2018-04-18
Kore celebrated its 5 year anniversary yesterday.
I started hacking on Kore in April 2013 because I wanted to have an easy to use platform for doing webapps in C. At the time there were a few libraries out there that tried solving this problem but the biggest gripe I had with those was exactly that, they were libraries.
Additionally none of libraries seemed too concerned about code quality or writing C that wasn't full of classic security pitfalls.
I wanted a platform where I wouldn't constantly have to reinvent the wheel with regards to managing workers processes or being able to have on-the-fly reloading of the application logic or even having to worry about whether or not my box would get owned.

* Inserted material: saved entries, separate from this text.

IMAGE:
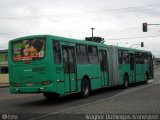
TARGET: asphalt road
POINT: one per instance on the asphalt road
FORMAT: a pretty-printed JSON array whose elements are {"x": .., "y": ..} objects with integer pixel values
[{"x": 138, "y": 99}]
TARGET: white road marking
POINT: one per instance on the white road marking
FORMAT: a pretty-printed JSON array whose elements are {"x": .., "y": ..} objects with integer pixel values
[{"x": 104, "y": 99}]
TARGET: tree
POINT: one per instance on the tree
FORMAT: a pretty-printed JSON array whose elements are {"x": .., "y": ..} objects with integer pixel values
[{"x": 95, "y": 39}]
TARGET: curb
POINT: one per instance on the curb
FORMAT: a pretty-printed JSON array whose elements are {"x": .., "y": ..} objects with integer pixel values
[{"x": 4, "y": 85}]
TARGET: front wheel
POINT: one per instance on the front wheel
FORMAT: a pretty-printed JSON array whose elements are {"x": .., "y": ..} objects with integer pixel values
[
  {"x": 51, "y": 96},
  {"x": 85, "y": 88},
  {"x": 125, "y": 82}
]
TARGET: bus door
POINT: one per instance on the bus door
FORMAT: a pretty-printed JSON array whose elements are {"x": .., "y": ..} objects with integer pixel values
[
  {"x": 68, "y": 53},
  {"x": 132, "y": 66},
  {"x": 104, "y": 67},
  {"x": 150, "y": 61}
]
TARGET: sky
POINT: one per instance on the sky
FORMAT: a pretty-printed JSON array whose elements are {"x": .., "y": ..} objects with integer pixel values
[{"x": 119, "y": 22}]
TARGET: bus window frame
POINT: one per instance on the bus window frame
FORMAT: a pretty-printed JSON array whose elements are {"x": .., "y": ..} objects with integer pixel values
[{"x": 19, "y": 40}]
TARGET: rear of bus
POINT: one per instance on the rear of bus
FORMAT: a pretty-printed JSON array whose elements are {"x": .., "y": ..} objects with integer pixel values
[{"x": 28, "y": 65}]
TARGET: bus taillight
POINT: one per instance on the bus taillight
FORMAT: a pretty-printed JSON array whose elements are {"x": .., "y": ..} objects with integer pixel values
[
  {"x": 27, "y": 62},
  {"x": 16, "y": 84},
  {"x": 45, "y": 82}
]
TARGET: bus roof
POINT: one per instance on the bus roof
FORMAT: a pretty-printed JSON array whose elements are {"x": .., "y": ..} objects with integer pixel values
[
  {"x": 76, "y": 41},
  {"x": 130, "y": 49},
  {"x": 61, "y": 39}
]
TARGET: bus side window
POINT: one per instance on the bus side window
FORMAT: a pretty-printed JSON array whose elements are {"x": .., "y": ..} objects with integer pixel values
[
  {"x": 56, "y": 52},
  {"x": 93, "y": 55},
  {"x": 123, "y": 57},
  {"x": 120, "y": 56},
  {"x": 82, "y": 57}
]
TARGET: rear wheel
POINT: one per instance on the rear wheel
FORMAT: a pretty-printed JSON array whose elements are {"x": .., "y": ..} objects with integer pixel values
[
  {"x": 85, "y": 88},
  {"x": 51, "y": 96},
  {"x": 125, "y": 81}
]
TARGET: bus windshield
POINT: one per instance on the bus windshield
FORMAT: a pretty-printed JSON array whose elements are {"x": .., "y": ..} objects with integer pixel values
[{"x": 30, "y": 49}]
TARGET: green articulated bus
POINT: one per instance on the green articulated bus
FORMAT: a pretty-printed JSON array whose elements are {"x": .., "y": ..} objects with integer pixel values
[{"x": 56, "y": 66}]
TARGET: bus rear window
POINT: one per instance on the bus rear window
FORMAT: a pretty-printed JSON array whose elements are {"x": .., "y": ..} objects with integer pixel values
[{"x": 31, "y": 49}]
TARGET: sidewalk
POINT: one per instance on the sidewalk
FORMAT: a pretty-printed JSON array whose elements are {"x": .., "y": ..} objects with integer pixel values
[{"x": 4, "y": 85}]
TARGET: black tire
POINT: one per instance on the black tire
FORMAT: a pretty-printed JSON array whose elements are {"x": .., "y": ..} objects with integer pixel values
[
  {"x": 51, "y": 96},
  {"x": 125, "y": 81},
  {"x": 85, "y": 88}
]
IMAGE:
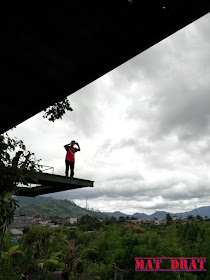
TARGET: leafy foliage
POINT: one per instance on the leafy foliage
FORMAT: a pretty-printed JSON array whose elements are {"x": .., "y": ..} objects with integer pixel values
[
  {"x": 15, "y": 164},
  {"x": 57, "y": 110},
  {"x": 90, "y": 255}
]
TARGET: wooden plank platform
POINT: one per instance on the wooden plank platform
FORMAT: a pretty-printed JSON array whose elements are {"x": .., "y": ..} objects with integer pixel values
[{"x": 50, "y": 183}]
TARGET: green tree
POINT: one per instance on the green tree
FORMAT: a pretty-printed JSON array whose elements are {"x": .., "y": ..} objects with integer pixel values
[
  {"x": 57, "y": 110},
  {"x": 16, "y": 163}
]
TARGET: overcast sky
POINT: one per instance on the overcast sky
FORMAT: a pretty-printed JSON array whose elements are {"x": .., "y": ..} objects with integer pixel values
[{"x": 143, "y": 128}]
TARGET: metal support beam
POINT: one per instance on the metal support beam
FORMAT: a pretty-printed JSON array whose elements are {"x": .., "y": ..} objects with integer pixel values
[{"x": 51, "y": 183}]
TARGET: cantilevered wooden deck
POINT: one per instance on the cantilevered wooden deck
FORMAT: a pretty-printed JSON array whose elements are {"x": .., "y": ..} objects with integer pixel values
[{"x": 49, "y": 183}]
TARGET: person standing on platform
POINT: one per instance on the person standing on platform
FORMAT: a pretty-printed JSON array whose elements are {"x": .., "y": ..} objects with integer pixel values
[{"x": 70, "y": 159}]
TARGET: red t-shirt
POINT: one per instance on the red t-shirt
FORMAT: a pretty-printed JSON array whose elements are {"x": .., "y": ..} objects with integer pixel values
[{"x": 70, "y": 153}]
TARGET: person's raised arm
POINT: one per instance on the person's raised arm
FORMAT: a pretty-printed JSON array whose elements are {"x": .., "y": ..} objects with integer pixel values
[
  {"x": 78, "y": 146},
  {"x": 66, "y": 146}
]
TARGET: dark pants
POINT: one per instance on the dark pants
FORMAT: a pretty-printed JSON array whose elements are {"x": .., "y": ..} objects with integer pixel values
[{"x": 71, "y": 165}]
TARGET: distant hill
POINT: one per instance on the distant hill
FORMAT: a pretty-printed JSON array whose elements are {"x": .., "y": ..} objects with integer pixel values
[
  {"x": 50, "y": 207},
  {"x": 116, "y": 214},
  {"x": 202, "y": 211}
]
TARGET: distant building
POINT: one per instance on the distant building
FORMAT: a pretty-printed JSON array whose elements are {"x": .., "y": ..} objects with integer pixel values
[
  {"x": 160, "y": 221},
  {"x": 21, "y": 222},
  {"x": 142, "y": 220},
  {"x": 73, "y": 221}
]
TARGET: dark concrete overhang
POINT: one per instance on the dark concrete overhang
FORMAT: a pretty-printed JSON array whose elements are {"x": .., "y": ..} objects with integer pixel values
[
  {"x": 50, "y": 183},
  {"x": 51, "y": 49}
]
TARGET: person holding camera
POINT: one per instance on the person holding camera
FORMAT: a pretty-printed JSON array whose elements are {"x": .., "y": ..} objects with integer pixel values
[{"x": 70, "y": 158}]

Out of that basic idea - the idea that a secure-by-default C web platform would make my life easier - Kore spawned.
The initial Kore commit:
commit 857c3f91214120e7a54062f12c303e41972250b2
Author: Joris Vink
Date: Wed Apr 17 22:34:27 2013 +0200
first commit
In the last 5 years things like support for automatic parameter validation, fully asynchronous postgresql queries, a separate key manager process, Python page handlers, the addition of the kodev tool and more have really made Kore shine as a web platform that I love hacking on and with.
But one thing I have never done is actually write about how it can be used or what I do with it. I have always just hacked on Kore for myself without writing anything.
I decided that I am going to do just that.
This is why I am introducing a blog series about how I use Kore, the design decisions behind Kore and much more.